Une rumeur parcourt le public. Ils entrent en scène dans le soir déclinant, automnal. Ce sont des retrouvailles, le retour d’une famille qui nous avait manqué. Après les acclamations, Wake Up, comme à l’Élysée-Montmartre. Toujours la ferveur, la générosité, l’entrain de ce groupe soudé. Même si l’émotion est moins écrasante qu’au précédent concert, elle est bien là, tangible. Je scrute Édouard à côté de moi, sa tranquillité m’inquiète un peu : il semble tiède. Win Butler reste imposant, mais plus fin, plus beau. La chaleur de Régine Chassagne m’enveloppe et me séduit ; je me confie à eux. Les problèmes techniques, le son erratique nuiront à l’intensité de leur prestation, me priveront de la claque de Neighborhood #2 (Laika).
Qu’importe ! S’il flotte une tension manifeste, ce que je perds ici, je le retrouve par la bienveillance : cette fois je leur suis acquis, j’ai trop pleuré sur leur disque pour leur tenir rigueur de quelques imperfections dues à cette grande scène qui leur sied moins qu’une salle plus intime. Ils ont encore grandi… Viennent No Cars Go, toujours aussi jolie sur scène, Haiti et la voix envoûtante de Régine ; et plus tard, l’intensité suffocante de Neighborhood #3 (Power Out) enchaînée, passé le déchaînement de guitares, avec Rebellion (Lies). On ne compte plus les baguettes cassées, les trépieds massacrés, et les coups portés sur le casques de moto ou de base-ball. Le choc de la violence et de la romance, voilà ce qui me fascine chez Arcade Fire.
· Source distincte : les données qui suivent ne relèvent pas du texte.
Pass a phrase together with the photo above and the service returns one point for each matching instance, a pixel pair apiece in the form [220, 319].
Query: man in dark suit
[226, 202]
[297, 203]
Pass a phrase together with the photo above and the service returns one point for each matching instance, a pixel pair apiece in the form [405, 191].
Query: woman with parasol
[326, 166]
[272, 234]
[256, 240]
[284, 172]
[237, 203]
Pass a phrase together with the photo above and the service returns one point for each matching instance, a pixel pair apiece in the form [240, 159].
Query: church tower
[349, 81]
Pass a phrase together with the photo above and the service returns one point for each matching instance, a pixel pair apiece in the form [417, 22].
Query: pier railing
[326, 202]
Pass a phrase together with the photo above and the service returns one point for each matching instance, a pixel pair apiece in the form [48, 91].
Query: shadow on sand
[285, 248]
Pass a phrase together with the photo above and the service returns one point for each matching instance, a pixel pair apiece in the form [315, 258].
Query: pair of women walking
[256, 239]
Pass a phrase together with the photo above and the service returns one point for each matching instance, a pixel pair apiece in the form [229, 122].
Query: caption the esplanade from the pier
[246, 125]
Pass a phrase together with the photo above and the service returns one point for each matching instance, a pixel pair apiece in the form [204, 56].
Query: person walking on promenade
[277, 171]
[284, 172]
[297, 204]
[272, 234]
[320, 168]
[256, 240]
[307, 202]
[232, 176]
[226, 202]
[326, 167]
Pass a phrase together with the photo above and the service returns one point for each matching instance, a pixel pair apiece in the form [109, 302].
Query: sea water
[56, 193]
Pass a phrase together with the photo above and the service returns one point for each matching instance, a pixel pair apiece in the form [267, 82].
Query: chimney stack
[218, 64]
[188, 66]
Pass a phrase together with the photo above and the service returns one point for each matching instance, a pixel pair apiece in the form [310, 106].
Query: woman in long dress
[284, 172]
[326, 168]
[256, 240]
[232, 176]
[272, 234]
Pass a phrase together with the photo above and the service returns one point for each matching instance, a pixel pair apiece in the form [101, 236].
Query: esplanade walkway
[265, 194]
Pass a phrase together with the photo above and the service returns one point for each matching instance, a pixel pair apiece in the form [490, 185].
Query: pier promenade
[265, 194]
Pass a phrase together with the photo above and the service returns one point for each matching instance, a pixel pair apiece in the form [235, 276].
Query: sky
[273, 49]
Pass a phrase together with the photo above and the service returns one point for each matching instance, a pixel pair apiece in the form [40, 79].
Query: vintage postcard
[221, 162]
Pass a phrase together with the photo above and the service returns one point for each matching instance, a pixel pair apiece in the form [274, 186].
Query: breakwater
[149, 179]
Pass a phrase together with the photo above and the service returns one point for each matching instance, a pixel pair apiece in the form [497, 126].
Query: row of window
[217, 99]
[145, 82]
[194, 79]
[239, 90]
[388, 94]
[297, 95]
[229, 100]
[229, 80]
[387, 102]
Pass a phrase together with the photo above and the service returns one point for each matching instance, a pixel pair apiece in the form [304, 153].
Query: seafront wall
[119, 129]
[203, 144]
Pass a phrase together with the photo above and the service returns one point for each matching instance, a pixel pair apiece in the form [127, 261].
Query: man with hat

Pas de rappels à Rock en Seine, sauf au dernier concert de la soirée. Nous laissons donc Arcade Fire rejoindre les limbes, alors que nous retrouvons mon ami Vincent, qui est venu seul. C’est l’occasion de présenter mes deux amis. Édouard se ferme comme une huître, Vincent reste timide, malgré le naturel avec lequel il fait des bises aux pédés. J’ai un rôle de bonne hôtesse à tenir, voilà qui s’annonce délicat…
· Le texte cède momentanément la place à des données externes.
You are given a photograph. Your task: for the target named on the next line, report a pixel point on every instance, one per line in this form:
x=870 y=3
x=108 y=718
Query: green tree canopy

Nous assisterons, plus passifs, au concert de Queens of the Stone Age. La poésie et le rêve tourmenté laissent place à un torrent de testostérone. Nous sommes dans un monde de cuir, de garçons virils et musclés, de sueur et de fracas ; pourtant au chant Josh Homme dégage une forme de féminité, la voix est trop travaillée pour le réduire à un cliché de brute mal dégrossie. Le batteur Joey Castillo se démène, agite son torse nu, massif et onctueux. Sa gueule de tueur et ses tatouages captent mon regard. Je l’imagine volontiers déambulant au sous-sol de l’Impact. Natasha Shneider, très cuir elle aussi, martèle les synthés de ses doigts squelettiques. En introduction, je reconnais Go With the Flow, et par la suite, quelques airs me reviendront des Eurockéennes. Mon attention sera inégale, finalement anéantie par la fatigue, même si leur prestation ne m’aura pas déplu.
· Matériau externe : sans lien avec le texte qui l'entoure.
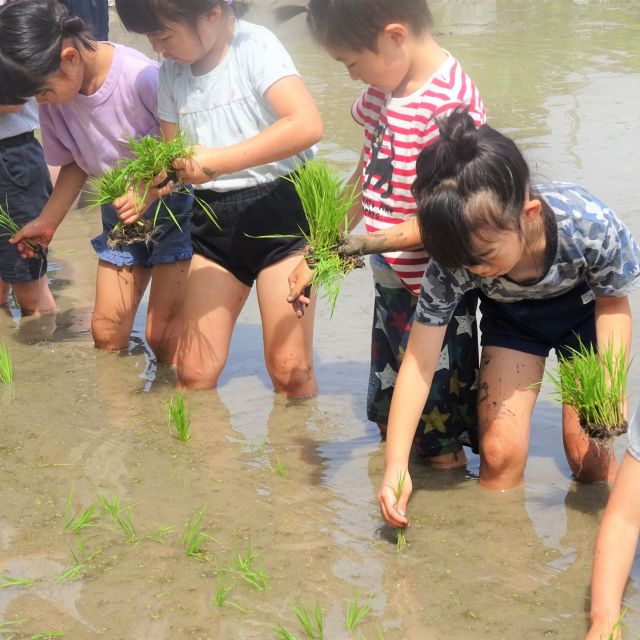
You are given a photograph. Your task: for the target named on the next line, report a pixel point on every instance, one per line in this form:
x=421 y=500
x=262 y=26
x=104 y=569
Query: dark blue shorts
x=537 y=326
x=245 y=217
x=25 y=187
x=170 y=244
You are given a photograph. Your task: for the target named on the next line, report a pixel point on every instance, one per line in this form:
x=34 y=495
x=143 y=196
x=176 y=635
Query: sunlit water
x=563 y=78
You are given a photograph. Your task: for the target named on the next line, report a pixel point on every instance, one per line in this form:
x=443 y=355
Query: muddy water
x=564 y=79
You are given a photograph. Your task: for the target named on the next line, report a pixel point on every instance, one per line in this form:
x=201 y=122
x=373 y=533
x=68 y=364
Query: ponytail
x=469 y=184
x=32 y=35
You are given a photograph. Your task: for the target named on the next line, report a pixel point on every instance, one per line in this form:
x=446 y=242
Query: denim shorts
x=537 y=326
x=169 y=244
x=246 y=218
x=25 y=187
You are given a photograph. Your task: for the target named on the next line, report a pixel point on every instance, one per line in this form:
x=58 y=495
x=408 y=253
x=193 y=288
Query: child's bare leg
x=506 y=399
x=164 y=315
x=34 y=297
x=288 y=340
x=118 y=294
x=213 y=299
x=589 y=460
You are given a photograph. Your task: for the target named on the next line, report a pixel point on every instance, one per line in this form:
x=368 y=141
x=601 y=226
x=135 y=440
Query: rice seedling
x=326 y=203
x=594 y=384
x=178 y=416
x=7 y=581
x=11 y=227
x=77 y=522
x=222 y=592
x=282 y=633
x=312 y=622
x=401 y=540
x=6 y=364
x=194 y=537
x=121 y=516
x=356 y=611
x=244 y=567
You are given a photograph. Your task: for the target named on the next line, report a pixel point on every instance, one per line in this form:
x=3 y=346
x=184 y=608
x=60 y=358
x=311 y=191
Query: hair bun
x=460 y=134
Approche l’heure des Pixies, la grand messe de la soirée. Des hordes se seront déplacées pour venir communier. Je me sens extérieur à cela, ne les connaissant que très peu. Édouard et Vincent s’évertuent à me convertir, mais je suis une tête dure. Leur entrée sur scène est poignante. Grand-pères et grand-mère viennent donner un concert de rock, voilà qui peut prêter à sourire… mon scepticisme sera vite balayé par l’évidence de leur prestation. La simplicité qu’ils ont su conserver en dépit du culte dont ils font l’objet me les rend sympathiques. La bassiste Kim Deal, au visage marqué par les années, sagement habillée d’une chemise blanche sous un pull rouge, affiche un sourire heureux et bienveillant qui ne la quittera pas du concert. Quant aux morceaux qui s’enchaînent inlassablement, ils seront tour à tour dansés, sautés, chantés en chœur, hurlés, acclamés, notamment par mon Édouard qui prend un plaisir manifeste. Quelques larmes couleront sur Where is my mind?… Une bonne intronisation pour un inculte de mon espèce.